Spaceborne synthetic aperture radar (SAR) Doppler shift measurements have been used for remote sensing of ocean surface currents during nonstorm events. However, mapping strong currents under storm conditions is still a challenging and unsolved issue. In this study, we attempt to retrieve radial current velocities from Sentinel-1A SAR Doppler shifts acquired over the outer core regions of Hurricane Maria for the first time. In these areas, the maximum wind speed is 28.7 m/s. Doppler shifts arising from the scalloping effect are first calculated using a linear fitting method. The nonzero Doppler shift measurements over the land within SAR scenes are then used to estimate Doppler shifts caused by antenna electronic mispointing and residual error. Finally, we compute sea-state-induced Doppler shifts (wave Doppler) based on our recently dual copolarization Doppler velocity (DPDop) model.
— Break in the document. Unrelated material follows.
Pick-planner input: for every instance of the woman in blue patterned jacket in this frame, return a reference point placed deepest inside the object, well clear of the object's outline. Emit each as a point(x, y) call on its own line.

The retrieved radial current velocities are compared with collocated high-frequency radar measurements, and show a bias of 0.02 m/s and a root-mean-square error of 0.19 m/s. These results suggest that it is possible to retrieve reliable radial current velocities under high wind conditions, as the contributions of nongeophysical terms and sea state to the Doppler shifts can be accurately estimated and removed.